Opening her hands, she said, “Then I met Casey Cameron and I found myself beginning to love him little by little…. He worked hard to gain my trust.” Some of the anguish began to leave the region of her heart and Ann knew it was due to Mike’s warm, quieting presence. She ran her hand across his strong, firm arm. “Just as I was ready to trust, Casey died in a jet crash. He was torn from me. I stood there thinking that no matter what I touched or tried to love, it died. And then I had a disastrous affair a year after Casey died. Captain Robert Crane…”
Ann squeezed her eyes shut. “I was so horribly lonely after Casey died…. I had grown used to having him in my safe little life. Casey had accepted my world of logic and science. He didn’t try to change it or me.” Opening her eyes, her voice hoarse, she met and held Mike’s compassionate gaze. “Crane was a manipulative bastard. He had seen me and Casey together. He knew the score, and like a predatory animal, he waited until I was at my most vulnerable and stepped into my life. He had all the right moves, the right words, the right everything. He took my reality and twisted it, used it against me. I’m ashamed to say I fell for it and him—completely.”
Houston took a deep, raw breath. “He got you on the rebound, Ann.”
Quirking her lips, she nodded, too ashamed to meet his gaze. His voice, though, was like a healing balm to her pain. “You could say that.”
“The son of a bitch…”
/> With a helpless shrug, she whispered, “At the time, Morgan Trayhern contacted me and asked if I’d like a challenging position as part of his rescue operation. I leaped at the offer, because to stay in the Air Force would have reminded me too much of Casey—of what might have been with him—and I could no longer cope with the memories. Morgan’s offer got me out of the mess with Crane, too. I just didn’t have the guts to face him down and tell him what I really felt. That’s one thing I’ve left undone. Morgan provided me an escape, an opportunity to move back into the safe little world of the mind. I could still do the job I loved and feel safe from my heart and feelings.” She forced herself to look up at him. “Until you crashed into my life, that is…”

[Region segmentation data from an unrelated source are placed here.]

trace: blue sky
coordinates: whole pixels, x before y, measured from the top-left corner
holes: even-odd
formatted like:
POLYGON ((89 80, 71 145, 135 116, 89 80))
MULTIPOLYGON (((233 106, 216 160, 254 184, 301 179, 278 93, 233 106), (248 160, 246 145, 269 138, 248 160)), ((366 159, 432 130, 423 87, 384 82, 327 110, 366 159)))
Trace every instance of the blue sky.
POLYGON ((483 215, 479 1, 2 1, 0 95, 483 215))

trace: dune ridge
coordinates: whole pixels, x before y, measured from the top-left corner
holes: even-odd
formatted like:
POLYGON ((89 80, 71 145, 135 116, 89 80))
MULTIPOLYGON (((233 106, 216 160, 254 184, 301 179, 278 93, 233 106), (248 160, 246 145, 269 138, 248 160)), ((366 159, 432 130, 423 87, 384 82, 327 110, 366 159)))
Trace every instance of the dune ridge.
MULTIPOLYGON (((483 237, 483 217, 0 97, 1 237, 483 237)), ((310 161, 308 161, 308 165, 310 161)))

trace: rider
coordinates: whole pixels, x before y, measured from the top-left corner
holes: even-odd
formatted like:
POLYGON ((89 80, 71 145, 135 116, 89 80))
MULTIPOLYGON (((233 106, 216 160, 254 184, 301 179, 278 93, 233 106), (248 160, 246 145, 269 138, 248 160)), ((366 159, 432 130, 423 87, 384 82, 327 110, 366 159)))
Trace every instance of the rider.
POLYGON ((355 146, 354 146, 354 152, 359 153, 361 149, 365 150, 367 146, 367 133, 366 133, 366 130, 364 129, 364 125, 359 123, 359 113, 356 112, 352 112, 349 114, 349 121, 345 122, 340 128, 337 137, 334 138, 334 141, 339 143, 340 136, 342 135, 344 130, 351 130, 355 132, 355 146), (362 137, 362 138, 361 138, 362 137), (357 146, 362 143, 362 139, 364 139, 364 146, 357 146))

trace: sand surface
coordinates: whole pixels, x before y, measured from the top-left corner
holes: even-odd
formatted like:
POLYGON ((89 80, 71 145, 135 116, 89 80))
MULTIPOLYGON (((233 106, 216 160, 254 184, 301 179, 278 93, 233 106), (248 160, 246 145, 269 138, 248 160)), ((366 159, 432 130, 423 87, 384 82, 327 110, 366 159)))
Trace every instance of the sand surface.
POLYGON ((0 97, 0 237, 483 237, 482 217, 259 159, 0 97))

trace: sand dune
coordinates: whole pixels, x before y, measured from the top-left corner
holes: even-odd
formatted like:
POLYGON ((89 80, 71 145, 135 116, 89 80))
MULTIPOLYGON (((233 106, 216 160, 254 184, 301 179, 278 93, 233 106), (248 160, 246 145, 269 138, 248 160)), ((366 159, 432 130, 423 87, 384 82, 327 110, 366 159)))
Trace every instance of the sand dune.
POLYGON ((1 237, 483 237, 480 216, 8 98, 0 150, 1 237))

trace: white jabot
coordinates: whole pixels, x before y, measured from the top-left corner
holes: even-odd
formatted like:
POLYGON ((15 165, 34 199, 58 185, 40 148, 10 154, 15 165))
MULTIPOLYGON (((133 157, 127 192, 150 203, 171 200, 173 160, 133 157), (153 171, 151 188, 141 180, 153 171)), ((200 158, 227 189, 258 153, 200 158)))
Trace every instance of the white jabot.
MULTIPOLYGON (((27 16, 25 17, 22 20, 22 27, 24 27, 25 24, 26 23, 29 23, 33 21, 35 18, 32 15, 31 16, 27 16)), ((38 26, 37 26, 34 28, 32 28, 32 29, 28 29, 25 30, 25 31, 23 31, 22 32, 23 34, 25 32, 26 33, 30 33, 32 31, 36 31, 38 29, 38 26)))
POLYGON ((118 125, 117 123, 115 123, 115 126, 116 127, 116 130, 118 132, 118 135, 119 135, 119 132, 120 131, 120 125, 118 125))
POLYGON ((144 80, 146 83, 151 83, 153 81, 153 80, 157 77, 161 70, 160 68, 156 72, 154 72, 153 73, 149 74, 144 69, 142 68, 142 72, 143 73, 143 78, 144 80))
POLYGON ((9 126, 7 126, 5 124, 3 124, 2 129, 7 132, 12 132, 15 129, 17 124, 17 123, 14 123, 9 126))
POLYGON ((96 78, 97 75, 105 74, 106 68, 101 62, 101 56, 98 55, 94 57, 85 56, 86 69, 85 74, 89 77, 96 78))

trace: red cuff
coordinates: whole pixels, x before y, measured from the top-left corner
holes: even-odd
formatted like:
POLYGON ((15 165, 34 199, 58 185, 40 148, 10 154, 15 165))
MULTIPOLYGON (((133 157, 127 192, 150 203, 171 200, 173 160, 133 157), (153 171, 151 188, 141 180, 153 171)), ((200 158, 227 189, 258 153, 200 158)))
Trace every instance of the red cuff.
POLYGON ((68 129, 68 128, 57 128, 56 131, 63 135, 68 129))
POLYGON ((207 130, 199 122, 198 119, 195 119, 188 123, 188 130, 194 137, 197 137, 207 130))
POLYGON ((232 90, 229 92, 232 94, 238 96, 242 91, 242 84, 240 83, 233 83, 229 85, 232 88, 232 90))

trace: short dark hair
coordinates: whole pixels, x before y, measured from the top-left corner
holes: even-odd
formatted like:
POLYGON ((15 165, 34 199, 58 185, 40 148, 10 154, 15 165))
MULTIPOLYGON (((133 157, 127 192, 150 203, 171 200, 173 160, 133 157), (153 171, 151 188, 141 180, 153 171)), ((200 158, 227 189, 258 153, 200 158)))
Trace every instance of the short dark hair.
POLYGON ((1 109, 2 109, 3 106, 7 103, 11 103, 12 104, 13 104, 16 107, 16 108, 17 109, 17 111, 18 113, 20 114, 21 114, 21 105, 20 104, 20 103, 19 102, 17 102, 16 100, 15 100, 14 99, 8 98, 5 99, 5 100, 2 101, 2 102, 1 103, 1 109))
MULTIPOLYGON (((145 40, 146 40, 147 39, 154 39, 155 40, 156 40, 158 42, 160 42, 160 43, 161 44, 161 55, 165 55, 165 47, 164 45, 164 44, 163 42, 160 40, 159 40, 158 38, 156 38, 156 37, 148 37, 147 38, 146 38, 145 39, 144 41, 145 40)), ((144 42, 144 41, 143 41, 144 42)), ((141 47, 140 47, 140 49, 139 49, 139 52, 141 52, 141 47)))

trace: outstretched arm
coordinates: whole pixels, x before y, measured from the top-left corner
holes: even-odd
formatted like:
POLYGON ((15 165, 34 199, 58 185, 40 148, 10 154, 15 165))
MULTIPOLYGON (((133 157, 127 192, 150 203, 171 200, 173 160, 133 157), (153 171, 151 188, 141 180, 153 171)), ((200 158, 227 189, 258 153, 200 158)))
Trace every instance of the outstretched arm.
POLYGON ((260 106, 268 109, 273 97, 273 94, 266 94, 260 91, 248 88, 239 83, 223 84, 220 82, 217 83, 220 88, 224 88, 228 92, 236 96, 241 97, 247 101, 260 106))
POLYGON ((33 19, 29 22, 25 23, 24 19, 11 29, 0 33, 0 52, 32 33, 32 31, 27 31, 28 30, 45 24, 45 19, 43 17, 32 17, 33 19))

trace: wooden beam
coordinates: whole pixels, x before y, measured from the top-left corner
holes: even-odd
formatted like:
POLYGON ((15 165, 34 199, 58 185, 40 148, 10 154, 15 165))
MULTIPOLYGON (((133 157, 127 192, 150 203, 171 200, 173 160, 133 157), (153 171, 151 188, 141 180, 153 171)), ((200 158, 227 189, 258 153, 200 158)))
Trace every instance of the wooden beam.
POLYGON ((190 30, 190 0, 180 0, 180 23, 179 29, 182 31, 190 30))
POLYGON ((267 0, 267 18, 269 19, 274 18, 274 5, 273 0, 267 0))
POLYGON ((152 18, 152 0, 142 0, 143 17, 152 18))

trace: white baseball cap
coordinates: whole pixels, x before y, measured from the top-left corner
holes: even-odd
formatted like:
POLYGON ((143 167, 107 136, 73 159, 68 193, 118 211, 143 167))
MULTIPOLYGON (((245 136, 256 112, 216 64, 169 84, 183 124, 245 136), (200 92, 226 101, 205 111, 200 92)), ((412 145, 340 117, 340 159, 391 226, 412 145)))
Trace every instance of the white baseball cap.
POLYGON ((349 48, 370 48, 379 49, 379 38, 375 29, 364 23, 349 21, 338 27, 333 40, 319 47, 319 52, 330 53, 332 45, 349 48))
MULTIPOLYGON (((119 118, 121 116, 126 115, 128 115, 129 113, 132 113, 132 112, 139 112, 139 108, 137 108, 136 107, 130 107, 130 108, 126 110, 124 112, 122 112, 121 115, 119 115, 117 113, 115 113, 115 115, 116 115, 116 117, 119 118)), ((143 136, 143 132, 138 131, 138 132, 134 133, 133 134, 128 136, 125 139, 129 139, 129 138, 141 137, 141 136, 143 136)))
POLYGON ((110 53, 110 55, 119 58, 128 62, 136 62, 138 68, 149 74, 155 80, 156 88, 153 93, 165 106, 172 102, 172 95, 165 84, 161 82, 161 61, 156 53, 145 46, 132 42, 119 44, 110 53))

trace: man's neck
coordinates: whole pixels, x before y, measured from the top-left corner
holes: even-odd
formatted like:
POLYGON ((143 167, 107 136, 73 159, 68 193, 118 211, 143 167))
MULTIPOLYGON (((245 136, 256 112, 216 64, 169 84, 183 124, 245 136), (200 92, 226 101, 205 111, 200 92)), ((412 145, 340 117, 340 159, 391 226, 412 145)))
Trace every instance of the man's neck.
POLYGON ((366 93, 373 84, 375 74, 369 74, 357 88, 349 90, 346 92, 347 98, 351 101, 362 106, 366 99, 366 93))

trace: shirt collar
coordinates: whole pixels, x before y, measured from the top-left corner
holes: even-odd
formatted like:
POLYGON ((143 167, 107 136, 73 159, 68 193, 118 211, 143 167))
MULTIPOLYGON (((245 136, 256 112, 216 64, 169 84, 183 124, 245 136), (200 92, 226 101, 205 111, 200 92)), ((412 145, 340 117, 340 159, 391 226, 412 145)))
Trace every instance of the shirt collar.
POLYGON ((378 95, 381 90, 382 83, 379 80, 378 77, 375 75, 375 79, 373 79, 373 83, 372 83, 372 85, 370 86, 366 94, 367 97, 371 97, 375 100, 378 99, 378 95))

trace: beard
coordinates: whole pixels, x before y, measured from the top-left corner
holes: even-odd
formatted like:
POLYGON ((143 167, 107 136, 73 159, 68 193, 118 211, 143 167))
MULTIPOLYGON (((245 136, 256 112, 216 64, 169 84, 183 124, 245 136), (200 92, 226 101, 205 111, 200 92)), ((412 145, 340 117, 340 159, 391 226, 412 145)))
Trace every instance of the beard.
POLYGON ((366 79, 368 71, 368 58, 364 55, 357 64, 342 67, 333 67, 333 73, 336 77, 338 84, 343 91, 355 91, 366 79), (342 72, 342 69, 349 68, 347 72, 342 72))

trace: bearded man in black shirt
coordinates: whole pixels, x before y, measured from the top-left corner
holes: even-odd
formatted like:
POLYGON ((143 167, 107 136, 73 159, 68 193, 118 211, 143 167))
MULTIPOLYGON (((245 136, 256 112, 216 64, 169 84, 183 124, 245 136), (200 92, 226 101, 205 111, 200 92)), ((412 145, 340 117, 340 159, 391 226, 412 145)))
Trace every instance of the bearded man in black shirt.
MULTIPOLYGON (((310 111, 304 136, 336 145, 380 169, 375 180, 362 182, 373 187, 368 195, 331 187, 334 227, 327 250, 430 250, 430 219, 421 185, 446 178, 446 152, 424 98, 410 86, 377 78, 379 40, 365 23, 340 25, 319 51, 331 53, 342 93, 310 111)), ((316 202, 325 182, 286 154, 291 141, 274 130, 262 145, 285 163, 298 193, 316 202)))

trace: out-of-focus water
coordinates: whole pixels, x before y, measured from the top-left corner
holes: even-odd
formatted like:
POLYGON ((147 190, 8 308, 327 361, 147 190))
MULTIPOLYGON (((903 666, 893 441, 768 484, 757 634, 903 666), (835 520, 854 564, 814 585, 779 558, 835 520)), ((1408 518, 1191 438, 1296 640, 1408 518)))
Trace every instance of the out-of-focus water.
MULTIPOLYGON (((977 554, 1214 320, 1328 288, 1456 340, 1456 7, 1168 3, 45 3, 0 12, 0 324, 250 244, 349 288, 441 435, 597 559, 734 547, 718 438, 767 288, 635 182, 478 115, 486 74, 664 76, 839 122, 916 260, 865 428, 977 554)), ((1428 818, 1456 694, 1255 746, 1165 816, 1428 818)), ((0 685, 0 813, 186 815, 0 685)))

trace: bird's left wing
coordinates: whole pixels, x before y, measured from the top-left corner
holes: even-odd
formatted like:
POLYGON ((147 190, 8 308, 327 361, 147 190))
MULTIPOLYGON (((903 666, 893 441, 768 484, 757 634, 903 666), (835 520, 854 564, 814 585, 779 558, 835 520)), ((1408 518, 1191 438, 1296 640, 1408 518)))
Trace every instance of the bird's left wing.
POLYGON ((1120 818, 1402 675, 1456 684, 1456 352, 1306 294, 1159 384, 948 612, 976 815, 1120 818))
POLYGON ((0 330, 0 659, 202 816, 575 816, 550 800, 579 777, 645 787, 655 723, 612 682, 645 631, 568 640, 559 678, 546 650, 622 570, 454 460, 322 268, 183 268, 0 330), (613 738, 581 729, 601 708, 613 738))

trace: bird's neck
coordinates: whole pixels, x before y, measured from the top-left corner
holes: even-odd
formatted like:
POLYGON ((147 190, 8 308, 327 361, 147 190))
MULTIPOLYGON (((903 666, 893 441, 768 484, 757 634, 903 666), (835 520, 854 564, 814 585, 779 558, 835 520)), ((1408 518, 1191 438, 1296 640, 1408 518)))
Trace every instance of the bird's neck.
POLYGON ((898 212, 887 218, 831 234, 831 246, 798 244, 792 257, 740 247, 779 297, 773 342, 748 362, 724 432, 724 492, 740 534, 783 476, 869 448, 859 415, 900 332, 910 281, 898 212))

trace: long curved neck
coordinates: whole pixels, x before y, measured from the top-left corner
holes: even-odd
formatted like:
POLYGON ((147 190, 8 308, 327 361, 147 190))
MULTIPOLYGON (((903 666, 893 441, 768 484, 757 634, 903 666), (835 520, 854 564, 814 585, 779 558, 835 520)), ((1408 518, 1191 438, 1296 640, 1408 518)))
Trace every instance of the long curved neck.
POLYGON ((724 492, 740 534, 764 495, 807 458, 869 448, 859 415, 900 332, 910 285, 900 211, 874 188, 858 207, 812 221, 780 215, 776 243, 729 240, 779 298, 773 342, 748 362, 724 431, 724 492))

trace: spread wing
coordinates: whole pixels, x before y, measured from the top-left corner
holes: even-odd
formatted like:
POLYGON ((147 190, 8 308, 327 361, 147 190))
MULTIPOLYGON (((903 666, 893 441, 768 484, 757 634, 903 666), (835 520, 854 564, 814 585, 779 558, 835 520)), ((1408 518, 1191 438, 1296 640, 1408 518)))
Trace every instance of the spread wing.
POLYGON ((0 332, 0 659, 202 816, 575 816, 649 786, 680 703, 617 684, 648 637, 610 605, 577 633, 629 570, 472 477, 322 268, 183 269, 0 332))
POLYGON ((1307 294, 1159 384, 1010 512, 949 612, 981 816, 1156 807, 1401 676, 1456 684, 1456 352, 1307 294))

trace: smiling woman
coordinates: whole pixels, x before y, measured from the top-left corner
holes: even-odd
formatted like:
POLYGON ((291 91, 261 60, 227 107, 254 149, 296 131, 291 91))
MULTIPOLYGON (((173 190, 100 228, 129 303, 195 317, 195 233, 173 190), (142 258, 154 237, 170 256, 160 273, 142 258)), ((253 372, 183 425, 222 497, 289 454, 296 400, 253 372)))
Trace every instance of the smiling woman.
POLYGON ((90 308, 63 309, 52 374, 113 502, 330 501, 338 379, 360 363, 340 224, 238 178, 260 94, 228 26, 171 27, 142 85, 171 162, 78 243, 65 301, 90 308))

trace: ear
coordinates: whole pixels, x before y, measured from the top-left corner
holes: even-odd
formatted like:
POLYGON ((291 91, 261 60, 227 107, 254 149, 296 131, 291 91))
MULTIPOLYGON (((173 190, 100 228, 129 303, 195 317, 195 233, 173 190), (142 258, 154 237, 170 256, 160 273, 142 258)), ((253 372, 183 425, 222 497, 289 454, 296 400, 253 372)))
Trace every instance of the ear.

He managed a sour smile in return. “There’s nothing safe about me, is there?” And he realized more than ever how many changes and demands she’d encountered since being with him. And yet, miraculously, she was still here, with him. Houston felt the powerful connection between them. Would Ann be able to reach out and trust him based upon that? Was she willing to leave her safe little world forever for him? For a life that promised her only danger in the long run?
“Last night, Mike, I finally got it. I got the answer I needed about us.” Ann eased away from him and, twisting around, she held his somber gaze. “Your life has been just as rough as mine. People you loved were torn from you, too. The difference between us is that you didn’t let your fear of losing me stop you from reaching out….”
Risking everything, he rasped, “It hasn’t been easy, Ann. My heart wanted to reach out to you. But my head, my experiences, told me I had no right to even try. All I could offer you besides my…love…was the threat of Escovar killing you.”
Her heart bounded with joy and dread. Mike had finally used the word love. She understood clearly why he had hesitated in using it with her and she knew now that he loved her enough to want to protect her from himself, from his dangerous way of living. She, too, had been afraid to use the word—but for different reasons.